Wie wogt das Leben in den Straßen der Stadt! Du hast Mühe, dich durchzufinden. Das ist ein Rennen und Hasten, ein Wagenrollen und Pferdestampfen, die Straßenbahn läutet schrill, ein Auto schmiegt sich durch das Getriebe ---- man muß staunen, daß die Knäuel sich immer wieder entwirren. Und dort, mitten in der Brandung des Lebens, ragt dein Kreuz auf --- dort wird einmal ein Rad des wilden Getriebes dich fassen und zermalmen. -----

Wo ist ein Platz, da dein Kreuzlein nicht stehen könnte? Vielleicht steht es unsichtbar irgendwo an den glitzernden Schienen, die sich dehnen wie gleißende Schlangen im Sonnenscheine ---- vielleicht am stillen Ufer eines Wasser ---- vielleicht auf luftiger Höhe, von wo es weit herniedergrüßen kann --- vielleicht in einem engen dunklen Winkel ---- vielleicht nahe vor deiner Türe, vielleicht weit in der Ferne.

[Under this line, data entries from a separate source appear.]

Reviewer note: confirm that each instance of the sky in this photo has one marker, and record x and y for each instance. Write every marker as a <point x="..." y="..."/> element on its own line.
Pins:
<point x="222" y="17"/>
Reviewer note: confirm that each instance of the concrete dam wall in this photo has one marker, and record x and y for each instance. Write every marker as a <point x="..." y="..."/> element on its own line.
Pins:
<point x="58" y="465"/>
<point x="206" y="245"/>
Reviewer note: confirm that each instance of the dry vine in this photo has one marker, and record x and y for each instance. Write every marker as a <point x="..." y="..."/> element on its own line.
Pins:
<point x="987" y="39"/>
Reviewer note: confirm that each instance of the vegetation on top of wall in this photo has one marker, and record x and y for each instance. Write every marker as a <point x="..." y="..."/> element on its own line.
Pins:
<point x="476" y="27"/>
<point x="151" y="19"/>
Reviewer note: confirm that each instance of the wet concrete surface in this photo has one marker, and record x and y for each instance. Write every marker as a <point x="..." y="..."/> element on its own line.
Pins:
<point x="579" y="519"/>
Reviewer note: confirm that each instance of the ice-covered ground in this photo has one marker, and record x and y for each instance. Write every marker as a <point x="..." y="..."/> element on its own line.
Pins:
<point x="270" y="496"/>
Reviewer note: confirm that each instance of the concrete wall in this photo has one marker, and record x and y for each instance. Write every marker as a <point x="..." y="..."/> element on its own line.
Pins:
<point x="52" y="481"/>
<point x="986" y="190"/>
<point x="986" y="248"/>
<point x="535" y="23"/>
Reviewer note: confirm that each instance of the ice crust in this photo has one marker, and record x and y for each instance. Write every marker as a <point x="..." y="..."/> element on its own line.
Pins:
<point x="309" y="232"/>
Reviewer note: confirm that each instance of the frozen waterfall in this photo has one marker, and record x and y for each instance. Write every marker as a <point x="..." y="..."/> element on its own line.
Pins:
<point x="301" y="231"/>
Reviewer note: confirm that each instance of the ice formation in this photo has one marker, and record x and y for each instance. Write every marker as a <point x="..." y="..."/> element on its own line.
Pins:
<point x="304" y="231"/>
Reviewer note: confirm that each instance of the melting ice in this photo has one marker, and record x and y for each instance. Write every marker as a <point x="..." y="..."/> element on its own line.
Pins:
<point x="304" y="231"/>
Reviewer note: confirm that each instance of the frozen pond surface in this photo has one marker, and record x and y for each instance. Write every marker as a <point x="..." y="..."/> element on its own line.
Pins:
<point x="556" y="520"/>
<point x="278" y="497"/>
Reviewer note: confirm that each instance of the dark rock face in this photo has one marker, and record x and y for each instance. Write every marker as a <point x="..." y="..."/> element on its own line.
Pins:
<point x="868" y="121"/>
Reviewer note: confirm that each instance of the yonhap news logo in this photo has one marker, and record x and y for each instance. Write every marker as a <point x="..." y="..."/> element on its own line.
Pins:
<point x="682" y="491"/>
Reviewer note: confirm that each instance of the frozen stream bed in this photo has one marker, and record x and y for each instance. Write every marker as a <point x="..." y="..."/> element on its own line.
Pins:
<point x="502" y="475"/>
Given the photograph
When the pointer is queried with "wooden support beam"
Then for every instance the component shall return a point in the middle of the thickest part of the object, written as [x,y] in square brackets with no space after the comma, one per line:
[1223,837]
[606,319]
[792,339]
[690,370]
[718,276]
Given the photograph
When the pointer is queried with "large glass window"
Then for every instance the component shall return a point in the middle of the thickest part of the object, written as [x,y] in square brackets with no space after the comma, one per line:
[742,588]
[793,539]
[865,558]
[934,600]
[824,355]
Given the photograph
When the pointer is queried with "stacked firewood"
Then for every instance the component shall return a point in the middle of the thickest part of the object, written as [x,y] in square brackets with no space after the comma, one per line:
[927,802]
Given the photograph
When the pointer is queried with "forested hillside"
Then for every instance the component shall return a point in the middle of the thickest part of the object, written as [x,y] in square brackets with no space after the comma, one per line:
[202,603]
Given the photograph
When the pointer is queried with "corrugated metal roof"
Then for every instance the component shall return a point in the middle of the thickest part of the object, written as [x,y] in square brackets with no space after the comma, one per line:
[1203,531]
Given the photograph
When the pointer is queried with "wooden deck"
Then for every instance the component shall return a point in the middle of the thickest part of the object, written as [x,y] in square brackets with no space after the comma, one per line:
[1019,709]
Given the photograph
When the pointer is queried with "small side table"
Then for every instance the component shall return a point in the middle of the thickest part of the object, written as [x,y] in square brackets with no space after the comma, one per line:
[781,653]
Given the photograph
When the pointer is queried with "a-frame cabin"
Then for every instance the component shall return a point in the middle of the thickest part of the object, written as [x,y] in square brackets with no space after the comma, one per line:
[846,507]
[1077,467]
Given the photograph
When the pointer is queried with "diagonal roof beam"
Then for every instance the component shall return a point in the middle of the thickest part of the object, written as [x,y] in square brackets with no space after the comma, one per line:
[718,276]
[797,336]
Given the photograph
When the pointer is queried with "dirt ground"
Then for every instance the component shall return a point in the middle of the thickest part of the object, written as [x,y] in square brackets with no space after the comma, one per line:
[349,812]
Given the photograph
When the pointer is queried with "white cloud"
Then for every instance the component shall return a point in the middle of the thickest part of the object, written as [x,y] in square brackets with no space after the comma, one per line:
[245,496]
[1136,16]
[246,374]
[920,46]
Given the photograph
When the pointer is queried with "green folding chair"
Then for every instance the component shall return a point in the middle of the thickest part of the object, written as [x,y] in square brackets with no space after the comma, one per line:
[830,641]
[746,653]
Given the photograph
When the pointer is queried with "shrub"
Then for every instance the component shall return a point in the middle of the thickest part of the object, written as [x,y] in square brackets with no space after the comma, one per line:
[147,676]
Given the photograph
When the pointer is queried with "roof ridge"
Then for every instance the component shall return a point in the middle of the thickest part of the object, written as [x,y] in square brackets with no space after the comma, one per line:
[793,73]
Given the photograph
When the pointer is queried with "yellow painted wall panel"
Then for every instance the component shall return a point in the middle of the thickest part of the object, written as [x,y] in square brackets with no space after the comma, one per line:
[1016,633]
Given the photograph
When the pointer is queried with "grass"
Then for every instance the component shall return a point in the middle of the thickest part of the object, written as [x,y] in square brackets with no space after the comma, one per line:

Es ist möglich, daß dein Kreuz auf einer öden Heide steht, die dein Fuß bisher noch nie betreten hat.

Doch wo es auch sei, mach' dir keine Sorge um den Ort, denn die ganze Welt ist Gottes. Aber geh auch nicht immer so gedankenlos daher! Vor allem aber verletze und verunehre keinen Platz auf Gottes Erde, damit nicht etwa dein Kreuz dereinst in Schmutz und Dunkel stehe.